We need to more clearly describe the presumed lookup fallback for transforms:

Code equivalence

  • A lone script code or long script name is equivalent to the BCP 47 syntax: Latn = Latin = und-Latn.
  • "und" from BCP 47 is treated the same as the special code "any" in transform IDs
  • In the unlikely event that we have a collision between a special transform code (any, hex, fullwidth, etc) and a BCP 47 language code, we have to figure out what to do. Initial suggestion: add "_ZZ" to language code.
  • For the special codes, we should probably switch to aliases that have a low probability of collision, eg > 3 letters always.

Language tag fallback

If the source or target is a Unicode language ID, then a fallback is followed, with some additions.

01. az_Arab_IR
02. az_Arab
03. az_IR
04. az
05. Arab
06. Cyrl

The fallback additions are:
  • We fallback also through the country (03). This is along the lines we've otherwise discussed for BCP47 support, and that we should clarify in the spec.
  • Once the language is reached, we fall back to script; first the specified script if there is one (05), then the likely script for lang (06 - if different than 05)

Laddered fallback

The source, target, and varient use "laddered" fallback. That is, in pseudo code:

a. for variant in variant-chain
b.   for target in target-chain
c.      for source in source-chain
          transform = lookup source-target/variant
          if transform != null return transform

For example, here is the chain for ru_RU-el_GR/BGN. I'm spacing out the source, target, and variant for clarity.
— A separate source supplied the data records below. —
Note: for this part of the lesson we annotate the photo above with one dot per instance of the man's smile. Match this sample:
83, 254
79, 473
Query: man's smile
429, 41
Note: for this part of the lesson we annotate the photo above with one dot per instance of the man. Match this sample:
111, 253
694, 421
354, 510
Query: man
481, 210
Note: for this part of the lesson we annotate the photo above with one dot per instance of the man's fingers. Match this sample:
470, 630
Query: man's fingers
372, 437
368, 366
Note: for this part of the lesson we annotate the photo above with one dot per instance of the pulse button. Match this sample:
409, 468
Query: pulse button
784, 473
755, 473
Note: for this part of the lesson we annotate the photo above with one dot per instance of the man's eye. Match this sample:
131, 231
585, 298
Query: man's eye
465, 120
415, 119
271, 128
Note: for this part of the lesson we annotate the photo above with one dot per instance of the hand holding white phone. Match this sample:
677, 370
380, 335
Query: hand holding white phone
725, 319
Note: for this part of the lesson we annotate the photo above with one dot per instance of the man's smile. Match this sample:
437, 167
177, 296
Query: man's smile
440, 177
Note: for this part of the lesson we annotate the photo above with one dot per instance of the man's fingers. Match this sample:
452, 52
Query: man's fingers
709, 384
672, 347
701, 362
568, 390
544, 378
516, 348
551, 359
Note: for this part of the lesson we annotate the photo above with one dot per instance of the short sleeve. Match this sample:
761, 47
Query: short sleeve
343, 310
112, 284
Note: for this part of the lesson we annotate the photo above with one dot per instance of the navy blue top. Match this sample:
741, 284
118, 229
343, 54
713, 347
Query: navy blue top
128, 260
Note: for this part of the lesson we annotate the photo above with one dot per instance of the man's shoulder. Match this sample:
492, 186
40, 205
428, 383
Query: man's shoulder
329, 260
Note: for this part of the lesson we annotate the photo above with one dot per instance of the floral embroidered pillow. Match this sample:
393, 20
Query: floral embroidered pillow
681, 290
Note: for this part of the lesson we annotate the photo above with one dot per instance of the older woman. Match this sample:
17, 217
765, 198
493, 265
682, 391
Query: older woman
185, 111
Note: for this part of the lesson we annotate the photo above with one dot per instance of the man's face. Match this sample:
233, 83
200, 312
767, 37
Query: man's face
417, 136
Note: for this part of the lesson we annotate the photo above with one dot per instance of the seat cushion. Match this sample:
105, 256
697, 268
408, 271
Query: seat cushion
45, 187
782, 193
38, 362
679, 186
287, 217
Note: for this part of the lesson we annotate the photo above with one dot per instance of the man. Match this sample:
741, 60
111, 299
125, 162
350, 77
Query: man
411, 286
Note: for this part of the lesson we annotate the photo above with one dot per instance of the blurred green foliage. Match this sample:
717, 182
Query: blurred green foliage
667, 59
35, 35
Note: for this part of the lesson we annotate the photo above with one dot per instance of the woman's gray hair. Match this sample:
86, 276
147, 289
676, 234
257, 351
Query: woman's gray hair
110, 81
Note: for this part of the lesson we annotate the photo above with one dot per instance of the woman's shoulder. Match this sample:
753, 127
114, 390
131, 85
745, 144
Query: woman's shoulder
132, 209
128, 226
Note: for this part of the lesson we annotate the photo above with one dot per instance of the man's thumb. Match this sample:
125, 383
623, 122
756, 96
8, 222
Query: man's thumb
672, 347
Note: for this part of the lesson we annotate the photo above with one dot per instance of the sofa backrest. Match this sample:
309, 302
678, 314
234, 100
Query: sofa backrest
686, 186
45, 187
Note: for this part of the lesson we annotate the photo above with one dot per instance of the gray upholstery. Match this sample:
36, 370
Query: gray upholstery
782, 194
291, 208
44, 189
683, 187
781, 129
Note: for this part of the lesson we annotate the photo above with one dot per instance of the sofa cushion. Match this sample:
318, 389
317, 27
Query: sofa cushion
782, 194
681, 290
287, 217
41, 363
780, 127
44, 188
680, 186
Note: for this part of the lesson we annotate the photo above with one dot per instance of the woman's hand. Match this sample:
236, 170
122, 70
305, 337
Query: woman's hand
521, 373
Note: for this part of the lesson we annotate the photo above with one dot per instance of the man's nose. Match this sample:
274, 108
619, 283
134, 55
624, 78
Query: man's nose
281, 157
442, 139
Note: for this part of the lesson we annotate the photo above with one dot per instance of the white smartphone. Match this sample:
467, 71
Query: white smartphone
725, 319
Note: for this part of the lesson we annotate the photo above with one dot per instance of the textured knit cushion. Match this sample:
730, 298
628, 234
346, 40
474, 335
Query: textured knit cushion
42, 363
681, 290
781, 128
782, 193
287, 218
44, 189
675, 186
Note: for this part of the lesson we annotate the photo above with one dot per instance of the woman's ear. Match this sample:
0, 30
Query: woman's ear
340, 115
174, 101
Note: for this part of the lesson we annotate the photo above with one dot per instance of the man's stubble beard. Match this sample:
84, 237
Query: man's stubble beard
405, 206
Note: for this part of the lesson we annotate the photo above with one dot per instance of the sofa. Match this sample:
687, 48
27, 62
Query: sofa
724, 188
01. ru_RU    - el_GR    /BGN
02. ru       - el_GR    /BGN
03. Cyrl     - el_GR    /BGN
04. ru_RU    - el       /BGN
05. ru       - el       /BGN
06. Cyrl     - el       /BGN
07. ru_RU    - Grek     /BGN
08. ru       - Grek     /BGN
09. Cyrl     - Grek     /BGN
10. ru_RU    - el_GR
11. ru       - el_GR
12. Cyrl     - el_GR
13. ru_RU    - el
14. ru       - el
15. Cyrl     - el
16. ru_RU    - Grek
17. ru       - Grek
18. Cyrl     - Grek

  1. The above is not how ICU code works. That code actually discards the variant if the exact match is not found, so lines 02-09 are not queried at all. I think that is definitely a mistake.
  2. Personally, I think the above chain might not be optimal; that it would be better to have BGN be stronger than country difference, but not as strong as Script. However, in conversations with Markus, I was convinced that a simple story for how it works is probably the best, and the above is simpler to explain and easier to implement.

Model Requirements

We have the implicit requirement that no variant is populated unless there is a no-variant version. We need to make sure that that is maintained by the build tools and/or tests. That is, if we have fa-Latn/BGN, we should have fa-Latn as well. The other piece of this is that we should name all the no-variant versions, so that people can be explicit about the variant even in case we change the default later on. The upshot is that the no-variant version should always just be aliases to one of the variant versions. Operationally, that means the following actions:

Case 1. only fa-Latn/BGN. Add an alias from fa-Latn to fa-Latn/BGN
Case 2. only foo-Latn. Rename to foo-Latn/SOMETHING, and then do Case 1.